Again, these copies were quickly made unaccessible. Hashtags with more vague references, like “April” and “Shanghai Silence,” were scrubbed on Weibo as rebellious netizens continued to find ways to outmaneuver censors, and spread the plight of Shanghai residents under the strict lockdown.

The popular video opened with audio clips of Shanghai officials’ remarks at two daily briefings in March when they denied they planned to lock down the whole city.

“We can’t [lock the city down],” said an official. “Because Shanghai is not only home to Shanghai residents. Our city plays an important role in the national economic and social development.”

Just one day later, Shanghai abruptly changed the course and announced a two-staged lockdown plan starting on March 28. What was initially promised to be an eight-day lockdown has extended to five weeks and counting.

The black-and-white video shows an aerial view of the megacity’s silent skyscrapers and empty streets, as over 20 audio clips of residents describing their situations play in chronological order.

You hear babies crying as they are forcibly taken away from their parents, a truck driver voluntarily delivering supplies saying he was stuck in the city with no food or water, a son saying his seriously ill father was denied hospital care, residents in locked-down communities screaming demands for supplies, and a woman describing the unfinished quarantine facility she was sent to.
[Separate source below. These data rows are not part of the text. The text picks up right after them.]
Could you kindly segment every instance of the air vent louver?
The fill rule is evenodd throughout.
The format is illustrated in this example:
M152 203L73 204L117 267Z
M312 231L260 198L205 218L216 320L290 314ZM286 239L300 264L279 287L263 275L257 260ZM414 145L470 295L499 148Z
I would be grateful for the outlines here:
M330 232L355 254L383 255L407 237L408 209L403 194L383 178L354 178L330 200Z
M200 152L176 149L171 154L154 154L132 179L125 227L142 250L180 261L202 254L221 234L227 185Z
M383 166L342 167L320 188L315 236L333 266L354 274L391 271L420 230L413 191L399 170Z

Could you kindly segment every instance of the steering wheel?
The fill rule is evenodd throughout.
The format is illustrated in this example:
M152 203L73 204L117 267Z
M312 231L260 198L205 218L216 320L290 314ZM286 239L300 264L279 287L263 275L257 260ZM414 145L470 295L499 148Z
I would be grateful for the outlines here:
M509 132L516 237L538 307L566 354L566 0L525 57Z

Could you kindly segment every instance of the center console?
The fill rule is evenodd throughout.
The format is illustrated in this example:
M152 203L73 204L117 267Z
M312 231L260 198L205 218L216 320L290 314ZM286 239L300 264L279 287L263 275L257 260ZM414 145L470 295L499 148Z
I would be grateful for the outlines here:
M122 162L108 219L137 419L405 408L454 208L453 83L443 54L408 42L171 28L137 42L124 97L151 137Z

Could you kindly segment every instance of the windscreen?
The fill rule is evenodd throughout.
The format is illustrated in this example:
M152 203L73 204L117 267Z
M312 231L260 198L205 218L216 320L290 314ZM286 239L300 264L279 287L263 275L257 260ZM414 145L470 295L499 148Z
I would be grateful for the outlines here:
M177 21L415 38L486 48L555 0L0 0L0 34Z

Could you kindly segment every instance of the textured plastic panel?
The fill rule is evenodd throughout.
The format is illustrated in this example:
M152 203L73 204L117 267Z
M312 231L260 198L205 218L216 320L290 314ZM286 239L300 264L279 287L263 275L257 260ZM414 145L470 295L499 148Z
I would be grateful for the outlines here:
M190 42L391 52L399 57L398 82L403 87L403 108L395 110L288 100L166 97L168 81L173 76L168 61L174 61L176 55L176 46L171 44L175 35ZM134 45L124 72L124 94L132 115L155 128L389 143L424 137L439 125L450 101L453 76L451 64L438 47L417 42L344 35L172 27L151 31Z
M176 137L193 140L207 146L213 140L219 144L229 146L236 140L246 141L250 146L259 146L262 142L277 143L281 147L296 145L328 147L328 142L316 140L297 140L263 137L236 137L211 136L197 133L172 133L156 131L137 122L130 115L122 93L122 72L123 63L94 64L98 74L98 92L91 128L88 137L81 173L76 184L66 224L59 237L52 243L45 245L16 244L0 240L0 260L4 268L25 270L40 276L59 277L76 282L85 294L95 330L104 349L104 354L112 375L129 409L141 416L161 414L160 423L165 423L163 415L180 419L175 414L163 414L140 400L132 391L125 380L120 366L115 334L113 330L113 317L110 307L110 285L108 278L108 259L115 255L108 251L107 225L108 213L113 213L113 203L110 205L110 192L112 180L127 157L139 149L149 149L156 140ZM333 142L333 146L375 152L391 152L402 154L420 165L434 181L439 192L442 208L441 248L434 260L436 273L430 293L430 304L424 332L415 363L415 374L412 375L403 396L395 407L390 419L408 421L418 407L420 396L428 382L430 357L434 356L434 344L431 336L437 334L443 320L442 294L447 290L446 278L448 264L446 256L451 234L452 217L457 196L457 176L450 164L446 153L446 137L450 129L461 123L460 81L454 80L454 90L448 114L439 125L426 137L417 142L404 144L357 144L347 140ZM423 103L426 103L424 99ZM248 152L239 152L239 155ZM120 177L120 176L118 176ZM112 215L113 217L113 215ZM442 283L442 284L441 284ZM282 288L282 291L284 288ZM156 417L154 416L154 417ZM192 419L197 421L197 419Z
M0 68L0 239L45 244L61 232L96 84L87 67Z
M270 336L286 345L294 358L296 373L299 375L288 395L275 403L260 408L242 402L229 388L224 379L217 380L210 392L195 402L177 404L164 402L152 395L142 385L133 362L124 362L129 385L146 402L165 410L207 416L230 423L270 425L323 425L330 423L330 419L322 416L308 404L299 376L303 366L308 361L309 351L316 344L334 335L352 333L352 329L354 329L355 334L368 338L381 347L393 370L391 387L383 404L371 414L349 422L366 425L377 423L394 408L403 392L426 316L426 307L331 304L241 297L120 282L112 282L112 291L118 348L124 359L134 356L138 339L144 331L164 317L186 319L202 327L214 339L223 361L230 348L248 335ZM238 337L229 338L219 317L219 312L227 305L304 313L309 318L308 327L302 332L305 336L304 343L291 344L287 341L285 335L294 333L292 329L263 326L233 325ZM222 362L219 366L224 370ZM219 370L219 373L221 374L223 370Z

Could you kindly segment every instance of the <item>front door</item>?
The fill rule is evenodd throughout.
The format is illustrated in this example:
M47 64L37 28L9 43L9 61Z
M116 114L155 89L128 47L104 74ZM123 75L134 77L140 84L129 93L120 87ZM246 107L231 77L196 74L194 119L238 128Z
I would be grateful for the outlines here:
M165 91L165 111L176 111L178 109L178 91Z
“In a month of Shanghai’s outbreak, [I] saw many speaking out online, with most of them disappearing shortly after,” the maker of the video said in a WeChat post on Friday. “But some things should not have happened and should not be forgotten.”

In one of the few warm moments documented in the video, an aged man sends food to workers stranded in his same building.

“This virus can’t kill us, but starvation can,” he says.

“Get better soon, Shanghai,” reads the ending of the video.

Most of the stories in the video were circulated on social media. Many residents, sealed in their rooms, have taken to Weibo to plead for help and express their frustrations.
While this is not the first video documenting life under lockdown to be erased by China’s censors, this outpouring of public emotion hasn’t been seen since the death of Chinese whistleblower Li Wenliang. The doctor, who warned of a new form of pneumonia on social media, was reprimanded by police for “rumor-mongering” in late 2019, and later died of the virus himself.
Green fences seal entrances to shops and housing units along a street in Shanghai on April 24, 2022.(Jacqueline Wong/Reuters)
Green fences seal entrances to shops and housing units along a street in Shanghai on April 24, 2022.(Jacqueline Wong/Reuters)

Shanghai is approaching its fifth week of lockdown, with no sign of ending in sight.

The heavy-handed curb measures, however, have so far failed to contain the city’s outbreak driven by the fast-moving Omicron variant. Shanghai recorded some 21,000 new cases over the past 24 hours on April 24, though the official data has increasingly come into question by residents and experts, given the Chinese regime’s history of downplaying and covering up information about the COVID-19 outbreaks across the country.

On April 24, the authorities stepped up control measures by erecting metal barriers around compounds to restrict people’s movements. Many of the two-meter high fences have been installed around residential compounds where at least one person has tested positive for COVID-19.